Perilaku Barbar Oknum Turis Israel di UEA: Curi Barang Hotel

Oknum turis Israel di UEA mencuri barang hotel handuk hingga wadah es

Oknum turis Israel di UEA mencuri barang hotel handuk hingga wadah es. Gedung-gedung bertingkat di jantung kota Dubai, ilustrasi
Rep: Umar Mukhtar Red: Nashih Nashrullah

IHRAM.CO.ID, ANKARA – Normalisasi hubungan antara Uni Emira Arab dengan Israel, memberikan konsekuensi yang tak sederhana. 

Tepat setelah kesepakatan normalisasi UEA-Bahrain awal dengan Israel pada September, beberapa warga UEA mengambil foto dengan mengunjungi Israel setelah mencairnya hubungan. 

Begitu juga sebaliknya, kunjungan warga Israel ke negara petro dolar itu pun meningkat tajam. Hanya saja, sejumlah pengusaha hotel menyayangkan sikap memalukan oknum wisatawan Israel. 

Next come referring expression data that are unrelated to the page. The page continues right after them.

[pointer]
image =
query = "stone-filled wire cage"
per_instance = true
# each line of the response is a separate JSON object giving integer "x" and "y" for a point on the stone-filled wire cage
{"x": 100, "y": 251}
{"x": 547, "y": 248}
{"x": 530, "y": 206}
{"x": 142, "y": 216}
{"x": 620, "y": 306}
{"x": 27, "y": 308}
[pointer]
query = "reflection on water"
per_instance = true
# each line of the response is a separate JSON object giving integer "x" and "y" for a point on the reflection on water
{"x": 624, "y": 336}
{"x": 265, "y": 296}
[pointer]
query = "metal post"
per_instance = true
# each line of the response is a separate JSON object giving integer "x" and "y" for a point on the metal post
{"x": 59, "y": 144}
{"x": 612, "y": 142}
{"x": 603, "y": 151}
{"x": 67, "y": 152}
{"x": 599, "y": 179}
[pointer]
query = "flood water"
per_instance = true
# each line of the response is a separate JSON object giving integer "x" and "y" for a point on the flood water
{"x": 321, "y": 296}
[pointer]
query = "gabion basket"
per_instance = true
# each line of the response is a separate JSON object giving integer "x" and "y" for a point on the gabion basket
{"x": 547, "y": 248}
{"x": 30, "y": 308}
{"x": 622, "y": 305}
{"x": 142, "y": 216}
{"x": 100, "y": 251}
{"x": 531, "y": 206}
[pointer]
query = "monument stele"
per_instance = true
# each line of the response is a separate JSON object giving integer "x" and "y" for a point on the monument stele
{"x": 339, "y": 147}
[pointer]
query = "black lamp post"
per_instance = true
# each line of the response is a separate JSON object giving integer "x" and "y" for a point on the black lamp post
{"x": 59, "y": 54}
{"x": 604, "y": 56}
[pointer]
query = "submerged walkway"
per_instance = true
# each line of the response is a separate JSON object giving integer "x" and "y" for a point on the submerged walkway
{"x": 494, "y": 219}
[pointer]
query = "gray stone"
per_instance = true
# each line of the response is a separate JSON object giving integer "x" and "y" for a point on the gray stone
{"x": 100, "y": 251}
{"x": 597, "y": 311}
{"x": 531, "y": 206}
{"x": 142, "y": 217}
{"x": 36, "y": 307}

Banyak kekecewaan dari manajemen beberapa hotel Emirat, beberapa orang Israel telah menggunakan kesempatan itu untuk mencuri berbagai barang dari hotel seperti handuk, lampu, gantungan baju, dan wadah es. 

Pencurian itu cukup meluas sehingga media Israel memberitakannya. Beberapa bahkan menyarankan bahwa demi hubungan cinta UEA dengan Israel, warga Emirat perlu mempersiapkan diri untuk lebih banyak pencurian.

"Mereka harus tahu bahwa normalisasi dengan Israel berarti harus menyerahkan benda-benda ruangan untuk saat ini, dan mungkin mendarat nanti," kata Dr Abdalaziz Alkhazraj al Nasari, seorang presenter Qatar

Sebelum pendudukan Palestina, Zionis membeli sejumlah besar tanah dari pemilik tanah Palestina untuk menciptakan persepsi bahwa lebih banyak orang Yahudi tinggal di Tanah Suci daripada orang asli Palestina.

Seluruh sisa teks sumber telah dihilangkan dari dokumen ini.